The present invention can be applied not only to video processing of a camcorder but also to other video processing devices.

[0022]

As is apparent from the above, the present invention reduces the complexity of the configuration and the increase in the amount of calculation by reducing the number of representative points required in the correlation calculation for detecting the motion vector of a shaking image. It is possible to select the representative point having the maximum value for which the correlation in each field can be clearly calculated, and it is possible to obtain the effect of enabling more accurate motion vector detection.

[Brief description of drawings]

FIG. 1 is a diagram for explaining conventional motion vector detection.

FIG. 2 is a configuration diagram of a conventional motion vector detector.

FIG. 3 is a block diagram of a motion vector detector according to the present invention.

FIG. 4 is a configuration diagram of a representative point determination unit of the present invention.

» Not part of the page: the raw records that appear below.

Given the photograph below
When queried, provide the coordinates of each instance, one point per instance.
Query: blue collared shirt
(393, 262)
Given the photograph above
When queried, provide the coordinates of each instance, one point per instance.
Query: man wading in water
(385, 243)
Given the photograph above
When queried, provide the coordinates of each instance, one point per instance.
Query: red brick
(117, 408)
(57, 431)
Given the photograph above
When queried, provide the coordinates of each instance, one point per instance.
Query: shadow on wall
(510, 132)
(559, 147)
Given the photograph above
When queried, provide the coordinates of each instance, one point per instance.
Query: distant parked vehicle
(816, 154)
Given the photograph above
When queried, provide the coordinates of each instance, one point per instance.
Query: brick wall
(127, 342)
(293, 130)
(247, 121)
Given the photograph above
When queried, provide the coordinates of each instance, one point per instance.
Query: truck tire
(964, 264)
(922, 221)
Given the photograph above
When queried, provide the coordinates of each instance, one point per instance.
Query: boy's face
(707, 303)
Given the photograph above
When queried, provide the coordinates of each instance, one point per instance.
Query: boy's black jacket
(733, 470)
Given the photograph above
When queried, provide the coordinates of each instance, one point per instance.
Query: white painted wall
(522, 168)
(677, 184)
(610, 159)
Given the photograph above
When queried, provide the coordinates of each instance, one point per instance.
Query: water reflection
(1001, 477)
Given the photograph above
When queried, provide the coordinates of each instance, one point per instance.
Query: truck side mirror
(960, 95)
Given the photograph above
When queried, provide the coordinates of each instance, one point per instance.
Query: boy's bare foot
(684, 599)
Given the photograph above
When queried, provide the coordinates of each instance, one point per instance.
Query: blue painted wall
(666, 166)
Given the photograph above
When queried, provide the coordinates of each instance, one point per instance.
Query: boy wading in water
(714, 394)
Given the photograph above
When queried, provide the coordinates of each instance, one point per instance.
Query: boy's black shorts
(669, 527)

5A and 5B are diagrams for explaining a motion component detection area and representative point detection according to the present invention.

[Explanation of symbols]

 1 Filter 5 Mask Processing Section 6 Representative Point Determining Section 7 Correlation Calculation Section

 ─────────────────────────────────────────────────── ───Continued from the front page (72) Inventor Kim Jiyuan 3307-118, Taiping 2-dong, Seongnam-si, Gyeonggi-do, Republic of Korea (72) Inventor, Mr. Hiroshi Park, Chisan Apt, Seosan-dong, Soutan-si, Gyeonggi-do, Republic of Korea, 11-704

Claims (4)

[Claims] 1. A filter (1) for removing noise from digital input video data, and the filter (1) for selecting an accurate feature point from the video data from which noise has been removed by the filter (1). ), A mask processing unit (5) for detecting the edge value by calculating the difference between the value of the pixel of the video data that has passed through and the value of each pixel adjacent to this pixel in the horizontal and vertical directions.
And a representative point determining unit that receives the input data masked by the mask processing unit (5), selects the maximum value from each motion vector detection area for each field, and determines the position of that value as the representative point ( 6), the input data masked by the mask processing section (5), and the representative point data determined by the representative point determination section (6), and the correlation between them in a search area within a certain range. An image correction device for a camcorder, comprising: a correlation calculating unit (7) for calculating. 2. The representative point determination unit (6) includes an edge data storage unit (6a) for storing the edge data detected by the mask processing unit (5) and an edge data storage unit (6a). Compare the edge values,
A maximum value detection unit (6b) for obtaining the maximum value, and a row address counter (6c) for counting row addresses
And a column address counter (6
d), a representative value address storage unit (6e) for storing representative values of the row address counter (6c) and the column address counter (6d), and data stored in the representative value address storage unit (6e). Of these, the controller (6f) that controls the system so that one representative point is selected, the output data of the maximum value detection unit (6b), and the selection signal of the controller (6f) determine the final maximum value. 2. The video correction device for a camcorder according to claim 1, further comprising a representative value storage section (6g) for storing the representative value. 3. The edge data storage section (6a) comprises a first register (6a1) for storing the edge data detected by the mask processing section (5) and a second register (6a2). The image correction device for a camcorder according to claim 2, wherein the image correction device is configured. 4. The maximum value detecting section (6b) is provided with the first and second registers (6a1) and (6a).
2) a comparator (6b1) for comparing the output values, and a multiplexer (6b2) for selecting a larger value among the comparison values of the comparator (6b1) and storing it in the second register (6a2). The image correction device for a camcorder according to claim 2, wherein the image correction device is configured.